Hideo Kojima on cloud gaming: players may lose control of their games

Hideo Kojima Calls Cloud Gaming a Bigger Threat Than Digital Games
© E. Vartanyan

Hideo Kojima has commented on Sony's decision to stop releasing new physical PlayStation games from January 2028. The game designer, known for Metal Gear Solid and Death Stranding, admitted that he is sad to watch discs disappear, since he grew up with physical media and still actively buys Blu-ray and CD releases.

At the same time, Kojima sees the move away from discs as only the first stage of a much larger shift. In his view, digital games still remain on the user's device: the data is downloaded to a console or PC drive, so the player keeps at least some control over it.
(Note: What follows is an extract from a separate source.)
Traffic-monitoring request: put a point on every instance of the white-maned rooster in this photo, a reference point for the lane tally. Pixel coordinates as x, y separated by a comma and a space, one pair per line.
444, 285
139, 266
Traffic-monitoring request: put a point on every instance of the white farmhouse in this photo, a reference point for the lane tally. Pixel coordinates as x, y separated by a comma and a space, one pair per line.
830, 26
The real threat, he says, is cloud gaming and the streaming model, where the files stay on company servers.

Kojima compared this with Netflix and Amazon: the user pays for access and effectively “opens a tap” through which content flows to them. But they do not own the files themselves. If a company, server infrastructure, political conditions, or distribution rules change, access to favorite films and games can simply vanish. That, Kojima believes, is what makes the cloud future especially unsettling.
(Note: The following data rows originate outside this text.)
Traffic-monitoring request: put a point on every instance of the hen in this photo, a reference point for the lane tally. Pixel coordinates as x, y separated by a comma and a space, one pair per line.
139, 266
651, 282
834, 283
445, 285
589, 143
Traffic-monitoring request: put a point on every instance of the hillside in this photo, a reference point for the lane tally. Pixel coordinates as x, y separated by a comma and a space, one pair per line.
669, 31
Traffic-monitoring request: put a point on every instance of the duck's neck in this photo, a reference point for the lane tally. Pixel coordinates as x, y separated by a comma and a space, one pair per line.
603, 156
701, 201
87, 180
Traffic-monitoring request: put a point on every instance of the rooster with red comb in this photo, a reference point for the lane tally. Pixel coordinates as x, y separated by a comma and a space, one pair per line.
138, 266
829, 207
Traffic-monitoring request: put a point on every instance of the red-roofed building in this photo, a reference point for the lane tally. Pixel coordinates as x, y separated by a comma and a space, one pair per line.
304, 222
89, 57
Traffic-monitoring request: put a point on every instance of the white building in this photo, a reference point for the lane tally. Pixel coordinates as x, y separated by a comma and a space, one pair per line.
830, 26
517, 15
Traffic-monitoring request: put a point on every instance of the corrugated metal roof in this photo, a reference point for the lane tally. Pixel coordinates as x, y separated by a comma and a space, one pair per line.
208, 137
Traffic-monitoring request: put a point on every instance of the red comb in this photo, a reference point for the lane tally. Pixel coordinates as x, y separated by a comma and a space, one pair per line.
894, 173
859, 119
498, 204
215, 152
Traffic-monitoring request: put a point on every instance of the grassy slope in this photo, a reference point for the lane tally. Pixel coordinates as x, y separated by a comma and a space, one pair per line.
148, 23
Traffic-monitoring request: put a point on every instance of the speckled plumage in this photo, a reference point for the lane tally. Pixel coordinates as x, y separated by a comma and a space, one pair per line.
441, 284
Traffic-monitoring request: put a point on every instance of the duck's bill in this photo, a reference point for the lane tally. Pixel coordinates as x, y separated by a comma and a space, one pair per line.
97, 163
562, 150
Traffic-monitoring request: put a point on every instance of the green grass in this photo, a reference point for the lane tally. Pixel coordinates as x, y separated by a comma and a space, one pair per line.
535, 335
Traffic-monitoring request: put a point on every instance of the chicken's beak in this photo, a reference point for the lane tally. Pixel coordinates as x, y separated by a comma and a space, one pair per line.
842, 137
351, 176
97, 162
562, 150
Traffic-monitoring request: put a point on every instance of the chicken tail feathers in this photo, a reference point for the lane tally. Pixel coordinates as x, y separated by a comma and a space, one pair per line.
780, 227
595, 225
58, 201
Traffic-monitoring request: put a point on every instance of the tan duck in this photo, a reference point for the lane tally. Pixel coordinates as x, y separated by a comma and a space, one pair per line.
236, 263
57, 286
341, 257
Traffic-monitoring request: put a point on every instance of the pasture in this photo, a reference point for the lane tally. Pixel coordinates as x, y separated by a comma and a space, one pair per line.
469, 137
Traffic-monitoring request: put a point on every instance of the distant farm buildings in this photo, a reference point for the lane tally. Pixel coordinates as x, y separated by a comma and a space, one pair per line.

Notably, Kojima did not soften his position despite his long-standing ties with Sony. After he left Konami, Sony helped him launch Kojima Productions and gave him access to the Decima engine for Death Stranding. He is now working on the horror game OD with Xbox support, while also preparing Physint, a PlayStation exclusive inspired by Metal Gear.

Kojima's opinion is unlikely to stop Sony: the company is already changing its approach to physical media production. But his warning fits neatly into the wider debate about the future of content ownership. Losing discs is already painful for collectors, yet a full move to the cloud could be even more serious: in that scenario, players are left not with a copy, but only with temporary access rights.